Position the rack in the middle of the oven and preheat oven to 325° F. Coat the pan with cooking spray, then lay a round of parchment in the bottom, and then coat the top of the parchment with cooking spray. Dust flour all the way around the sides and the bottom and tap out any extra. The panforte will be very sticky, so you want the pan to be well-prepared.
In the large bowl, toss together prepared almonds, hazelnuts, figs, apricots, and orange peels.
In the medium bowl, whisk together the flour, cinnamon, cocoa powder, salt, nutmeg, cloves, and ground pepper. Make sure all the dry ingredients are thoroughly combined. Add the dry ingredients to the fruit and nuts and toss together until everything is thoroughly coated.
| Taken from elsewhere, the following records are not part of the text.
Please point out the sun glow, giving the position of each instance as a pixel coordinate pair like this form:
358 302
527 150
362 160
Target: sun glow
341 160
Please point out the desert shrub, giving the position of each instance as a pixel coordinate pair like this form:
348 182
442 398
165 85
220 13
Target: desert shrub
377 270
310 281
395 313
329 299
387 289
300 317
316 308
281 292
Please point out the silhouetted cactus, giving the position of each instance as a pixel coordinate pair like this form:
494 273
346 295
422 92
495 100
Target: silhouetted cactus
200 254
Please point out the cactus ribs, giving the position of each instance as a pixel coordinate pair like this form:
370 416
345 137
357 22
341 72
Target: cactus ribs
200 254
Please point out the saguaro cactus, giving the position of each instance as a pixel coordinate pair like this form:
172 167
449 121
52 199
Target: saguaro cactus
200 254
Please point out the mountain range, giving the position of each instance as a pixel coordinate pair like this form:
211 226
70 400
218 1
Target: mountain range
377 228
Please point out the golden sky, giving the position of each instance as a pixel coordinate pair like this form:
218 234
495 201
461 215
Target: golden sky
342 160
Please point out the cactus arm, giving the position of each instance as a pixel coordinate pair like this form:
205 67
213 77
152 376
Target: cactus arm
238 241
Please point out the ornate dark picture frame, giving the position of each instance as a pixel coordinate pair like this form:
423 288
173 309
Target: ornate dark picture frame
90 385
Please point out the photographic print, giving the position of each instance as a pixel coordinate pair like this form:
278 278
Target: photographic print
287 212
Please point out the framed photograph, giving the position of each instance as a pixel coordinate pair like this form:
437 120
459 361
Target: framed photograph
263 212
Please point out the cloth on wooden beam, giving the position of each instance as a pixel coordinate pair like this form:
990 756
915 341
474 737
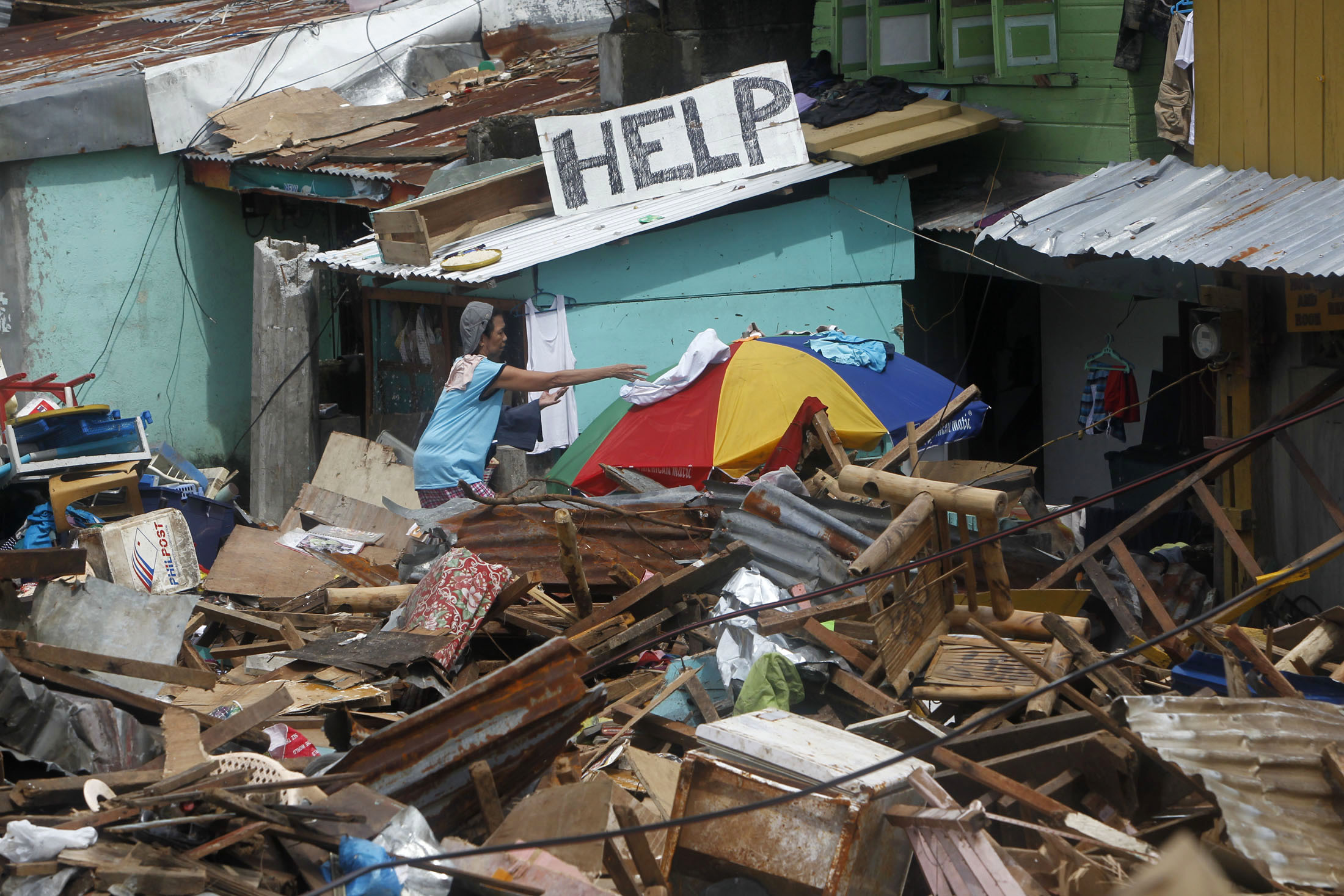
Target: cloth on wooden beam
453 598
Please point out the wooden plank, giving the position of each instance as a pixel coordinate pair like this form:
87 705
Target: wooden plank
241 621
1308 95
1282 131
1206 81
244 722
50 654
345 511
1114 602
511 593
1148 597
864 693
1261 663
365 470
488 797
252 564
928 429
1254 70
864 152
1230 61
42 563
780 621
1334 95
616 608
882 123
572 563
1232 536
835 644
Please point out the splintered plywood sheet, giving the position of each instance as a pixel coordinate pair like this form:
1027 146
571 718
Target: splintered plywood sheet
304 693
348 512
973 663
252 564
365 470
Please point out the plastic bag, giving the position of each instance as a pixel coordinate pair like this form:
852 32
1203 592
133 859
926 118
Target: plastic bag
357 853
27 843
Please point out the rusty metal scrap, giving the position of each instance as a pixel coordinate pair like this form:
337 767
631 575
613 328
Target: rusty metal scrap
523 537
516 719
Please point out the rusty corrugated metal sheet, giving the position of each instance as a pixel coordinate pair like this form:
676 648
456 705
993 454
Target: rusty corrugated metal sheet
1208 217
518 719
123 43
1262 762
523 537
574 88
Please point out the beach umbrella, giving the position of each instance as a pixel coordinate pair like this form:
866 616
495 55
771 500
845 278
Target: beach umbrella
736 413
In the medium sauce pan with the candy thermometer attached, add the sugar, honey and butter and cook over medium heat until the temperature reaches 217° F. Remove the pan from the heat and remove the candy thermometer. Quickly pour the sugar mixture over the fruit and nuts mixture and stir together with a nonstick spatula until everything is thoroughly coated.
Pour into the prepared baking pan and spread the mixture around evenly.
Bake for 15 to 20 minutes or until the surface is bubbly. Remove from the oven and allow to cool completely in the pan on a wire rack.
To serve, dust with powdered sugar and cut into thin slices. Wrap in parchment and plastic wrap to store.